AUTHOR CONTRIBUTIONS

PY- data curation, formal analysis; SA- data curation, formal analysis, writing- original draft ; SZ- conceptualization, methodology, validation, writing- review and editing; M S- resources, supervision; CC- resources, supervision. This material is the authors’ own original work, which has not been previously published elsewhere. The paper is not currently being considered for publication elsewhere. The paper reflects the authors’ own research and analysis in a truthful and complete manner. All authors contributed to editorial changes in the manuscript. All authors read and approved the final manuscript. All authors have participated sufficiently in the work and agreed to be accountable for all aspects of the work.

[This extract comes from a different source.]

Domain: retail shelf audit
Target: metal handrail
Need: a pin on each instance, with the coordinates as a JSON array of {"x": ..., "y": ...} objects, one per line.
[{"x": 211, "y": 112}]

ETHICS APPROVAL AND CONSENT TO PARTICIPATE

The study was approved by the Institutional Ethics Committee of Vardhman Mahavir Medical College and Safdarjung Hospital vide approval number IEC/VMMC/SJH/Thesis/2019-10/135.

Written informed consent was obtained from all the participants prior to the publication of this study.

CONFLICT OF INTEREST

The authors declare no conflict of interest.

EDITORIAL/PEER REVIEW STATEMENT

To ensure the integrity and highest quality of cytojournal publications, the review process of this manuscript was conducted under a double-blind model (authors are blinded for reviewers and vice versa) through an automatic online system.